Assim foi o passado Sábado na sede dos escoteiros. Logo de manhã, pegámos nos serrões, machados, formões e grosas e, até ao fim da tarde erguemos uma estrutura, um segundo andar que faz lembrar a casa da árvore, porque alguns toros ainda babam seiva cor de mel e cheiram a verde. Mas esta construção semelhante à do convento de Mafra, sólida, maciça e perene representa outra ainda maior, a da passarola, do sonho tornado realidade. Este sonho, pelo menos como eu o vejo e sinto, é a construção de um grupo digno de ser chamado escoteiro: íntegro, com pessoas verdadeiras, trabalhadoras, alegres, companheiras, motivadas, respeitadoras, altruístas, enérgicas e com tantos outros adjectivos que vos assaltem a memória quando pensam no escotismo. E se me disserem que o meu sonho é utópico respondo que a construção da passarola também era utópica e Leonardo DaVinci tinha, para os seus contemporâneos, uma imaginação muito fértil ao conceber os estudos para as suas passarolas e, no entanto, a passarola e os esboços de DaVinci passaram a aviões e helicópteros e voaram, passando pelos planos ficcional e fantástico de Saramago.


O meu sonho e ambição por uma sociedade melhor é como a passarola, não só por ser um projecto considerado por muitos impossível, mas também porque tal como a máquina necessita do éter para planar, também a sociedade necessita de se tornar mais etéria e distanciar-se da matéria para evoluir e, se os meus desejos são passarolas, então eu sou o seu DaVinci, o seu arquitecto louco e divagador, divagador, divagador, divagadora. E se divago!
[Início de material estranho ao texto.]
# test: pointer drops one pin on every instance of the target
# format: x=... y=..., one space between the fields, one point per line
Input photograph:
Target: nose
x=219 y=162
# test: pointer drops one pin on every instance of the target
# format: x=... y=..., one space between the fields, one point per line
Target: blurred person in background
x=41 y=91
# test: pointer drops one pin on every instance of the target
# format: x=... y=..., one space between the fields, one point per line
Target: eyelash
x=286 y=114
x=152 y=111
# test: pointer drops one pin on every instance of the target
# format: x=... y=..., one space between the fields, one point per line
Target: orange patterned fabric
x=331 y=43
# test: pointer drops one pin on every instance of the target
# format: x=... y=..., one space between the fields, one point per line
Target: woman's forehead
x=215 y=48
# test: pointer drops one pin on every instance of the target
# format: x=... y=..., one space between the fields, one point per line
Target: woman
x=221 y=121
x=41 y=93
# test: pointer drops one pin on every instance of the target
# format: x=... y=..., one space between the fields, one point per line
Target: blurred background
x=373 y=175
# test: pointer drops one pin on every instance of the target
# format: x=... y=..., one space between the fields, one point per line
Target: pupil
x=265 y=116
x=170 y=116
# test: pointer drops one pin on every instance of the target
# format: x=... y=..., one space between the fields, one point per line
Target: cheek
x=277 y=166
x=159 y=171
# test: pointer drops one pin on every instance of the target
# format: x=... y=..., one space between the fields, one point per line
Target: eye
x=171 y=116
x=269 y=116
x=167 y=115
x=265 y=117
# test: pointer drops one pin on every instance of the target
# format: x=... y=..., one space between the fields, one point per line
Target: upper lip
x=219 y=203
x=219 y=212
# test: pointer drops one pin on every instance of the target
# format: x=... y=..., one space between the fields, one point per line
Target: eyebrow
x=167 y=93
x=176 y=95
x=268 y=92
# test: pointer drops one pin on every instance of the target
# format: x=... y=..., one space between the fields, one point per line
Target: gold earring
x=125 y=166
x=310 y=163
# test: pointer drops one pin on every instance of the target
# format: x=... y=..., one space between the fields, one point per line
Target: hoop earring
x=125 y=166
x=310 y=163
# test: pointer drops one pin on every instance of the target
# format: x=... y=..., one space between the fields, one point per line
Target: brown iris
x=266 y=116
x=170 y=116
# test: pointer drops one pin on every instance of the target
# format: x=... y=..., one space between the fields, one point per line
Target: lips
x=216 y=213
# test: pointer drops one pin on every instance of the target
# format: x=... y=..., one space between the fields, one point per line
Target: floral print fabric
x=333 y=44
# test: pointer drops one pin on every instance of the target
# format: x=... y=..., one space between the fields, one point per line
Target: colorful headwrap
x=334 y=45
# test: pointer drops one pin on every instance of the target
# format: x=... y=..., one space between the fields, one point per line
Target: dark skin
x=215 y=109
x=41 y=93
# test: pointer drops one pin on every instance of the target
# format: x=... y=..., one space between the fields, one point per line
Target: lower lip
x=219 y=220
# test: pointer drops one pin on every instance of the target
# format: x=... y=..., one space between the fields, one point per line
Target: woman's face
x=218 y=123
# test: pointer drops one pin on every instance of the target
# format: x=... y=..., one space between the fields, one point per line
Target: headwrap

quarta-feira, 15 de abril de 2009

Surpresas


Numa transição de um período para o outro, deixo-vos um gostinho da dimensão poética de José Saramago com o poema 'Intimidade':

«No coração da mina mais secreta,
No interior do fruto mais distante,
Na vibração da nota mais discreta,
No búzio mais convolto e ressoante,

Na camada mais densa da pintura,
Na veia que no corpo mais nos sonde,
Na palavra que diga mais brandura,
Na raiz que mais desce, mais esconde,

No silêncio mais fundo desta pausa,
Em que a vida se fez perenidade,
Procuro a tua mão, decifro a causa
De querer e não crer, final, intimidade.»
José Saramago

Consultado em http://users.isr.ist.utl.pt/~cfb/VdS/j.saramago.html



"Procuro a tua mão, decifro a causa/ De querer e não crer, final, intimidade". Ora que situação embaraçosa esta! Eu que mesmo reconhecendo a sabedoria de Saramago, nunca simpatizei com a sua obra, vejo-me pegar numa das suas várias mãos (a memorial!) e querer ganhar a sua intimidade! Se no início pegava nela por obrigação, como tive de pegar na da minha mãe para atravessar a estrada, quando pequena, agora pego na memorial com carinho, arrastando os olhos e os dedos vagarosamente, apreciando a estética sólida da página, as veias pretas donde fluem vocábulos ricos, nutrientes para a minha alma de artista e vejo-me a desejar entrar na sua história, vivê-la enquanto a leio em vez de lê-la de rompante para ir viver noutro lado qualquer.
Já nada me surpreende e como diz Pessoa e muito bem: "primeiro estranha-se, depois entranha-se".